Are men victims of porn, too?

There are more than 52 million pornographic web pages registered in Britain – making it the third-biggest host of internet porn in the world.
MetaCert/The Sunday Times

In the UK five prisons have been dedicated solely to housing sex offenders. The rate of convictions has doubled in a decade, and there are thought to be a further 50,000 people at large viewing illegal images of child abuse on the web. These men were not born monsters. The typical trajectory of an online paedophile begins when a man looking at legal porn finds himself aroused by images of young-looking girls (many supposedly “18 and legal” sites feature girls who look prepubescent). Click, click, click – the man, previously unaware of his own desires, goes from grown women to “barely legal”, to child porn. Around 15% of men who look at child porn go on to commit physical abuse.
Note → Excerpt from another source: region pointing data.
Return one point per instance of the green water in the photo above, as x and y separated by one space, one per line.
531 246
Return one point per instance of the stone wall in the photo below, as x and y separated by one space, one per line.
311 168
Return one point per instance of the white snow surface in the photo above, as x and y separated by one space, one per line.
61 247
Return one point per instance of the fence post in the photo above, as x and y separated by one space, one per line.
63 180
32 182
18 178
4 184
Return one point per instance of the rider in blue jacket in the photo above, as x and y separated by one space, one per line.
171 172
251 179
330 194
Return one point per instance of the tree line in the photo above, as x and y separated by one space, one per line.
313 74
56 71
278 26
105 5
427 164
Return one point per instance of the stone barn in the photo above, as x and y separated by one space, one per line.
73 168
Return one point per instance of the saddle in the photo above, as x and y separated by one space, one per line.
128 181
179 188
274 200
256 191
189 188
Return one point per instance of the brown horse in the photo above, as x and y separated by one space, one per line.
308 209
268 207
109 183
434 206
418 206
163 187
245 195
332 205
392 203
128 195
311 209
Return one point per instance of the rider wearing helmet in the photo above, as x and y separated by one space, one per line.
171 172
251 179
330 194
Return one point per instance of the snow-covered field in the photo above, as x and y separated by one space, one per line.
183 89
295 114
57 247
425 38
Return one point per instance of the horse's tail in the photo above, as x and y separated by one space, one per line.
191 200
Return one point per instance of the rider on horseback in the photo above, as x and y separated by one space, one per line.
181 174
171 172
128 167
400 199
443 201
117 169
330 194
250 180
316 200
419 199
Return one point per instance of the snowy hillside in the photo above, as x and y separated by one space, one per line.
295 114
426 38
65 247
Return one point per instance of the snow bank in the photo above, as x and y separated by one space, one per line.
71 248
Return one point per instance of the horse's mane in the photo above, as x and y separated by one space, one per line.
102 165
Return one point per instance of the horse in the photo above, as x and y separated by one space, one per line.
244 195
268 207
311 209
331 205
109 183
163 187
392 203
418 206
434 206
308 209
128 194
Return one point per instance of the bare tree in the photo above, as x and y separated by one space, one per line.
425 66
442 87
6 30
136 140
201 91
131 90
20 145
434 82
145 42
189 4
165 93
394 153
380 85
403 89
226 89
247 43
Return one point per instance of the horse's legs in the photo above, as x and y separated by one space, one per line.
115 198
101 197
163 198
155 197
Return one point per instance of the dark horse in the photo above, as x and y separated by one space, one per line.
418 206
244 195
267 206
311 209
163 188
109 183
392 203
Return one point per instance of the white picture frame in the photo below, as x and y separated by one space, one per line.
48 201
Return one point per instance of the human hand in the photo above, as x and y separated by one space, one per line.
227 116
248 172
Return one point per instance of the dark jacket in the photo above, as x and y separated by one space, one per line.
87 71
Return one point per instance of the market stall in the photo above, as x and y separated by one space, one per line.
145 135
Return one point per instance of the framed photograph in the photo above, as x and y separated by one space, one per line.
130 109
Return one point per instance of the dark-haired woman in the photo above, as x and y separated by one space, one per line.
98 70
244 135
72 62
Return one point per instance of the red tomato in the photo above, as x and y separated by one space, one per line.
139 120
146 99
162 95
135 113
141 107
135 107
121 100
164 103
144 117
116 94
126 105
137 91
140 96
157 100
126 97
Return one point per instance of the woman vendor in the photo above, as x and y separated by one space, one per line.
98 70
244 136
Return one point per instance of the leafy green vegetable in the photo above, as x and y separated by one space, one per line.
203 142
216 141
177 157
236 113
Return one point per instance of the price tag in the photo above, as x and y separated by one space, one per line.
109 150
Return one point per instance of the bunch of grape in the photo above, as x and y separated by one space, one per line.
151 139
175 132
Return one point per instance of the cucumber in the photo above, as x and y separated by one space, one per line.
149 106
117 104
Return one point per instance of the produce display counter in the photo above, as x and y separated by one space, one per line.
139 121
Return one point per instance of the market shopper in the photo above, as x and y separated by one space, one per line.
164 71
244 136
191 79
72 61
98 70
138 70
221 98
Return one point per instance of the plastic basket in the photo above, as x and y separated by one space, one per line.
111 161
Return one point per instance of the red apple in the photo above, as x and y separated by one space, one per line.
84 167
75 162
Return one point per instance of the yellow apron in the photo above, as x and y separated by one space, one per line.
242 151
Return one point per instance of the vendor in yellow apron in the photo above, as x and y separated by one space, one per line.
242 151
If they are found out society will never trust them again. They may lose their jobs, families and friends. This is what internet porn does for men: “grooms them into criminality, abuse and damned lives”. (Janice Turner, The Times, London).

This raises the issue of free will. Looking at child porn is a choice that most of us don’t make and, if we did, would find grubby and distasteful. Epicureans, with more wholesome and useful things to do do not waste their time on it.

The above article deals with child porn, but I can’t understand why, in the name of so-called “freedom of speech”, we allow any form of porn on the internet, (where, incidentally, it is watched by a majority of young kids). Have we lost our moral bearings altogether? Or is porn supported so stoutly by influential men and politicians who partake themselves? Why else should this stuff not be totally banned?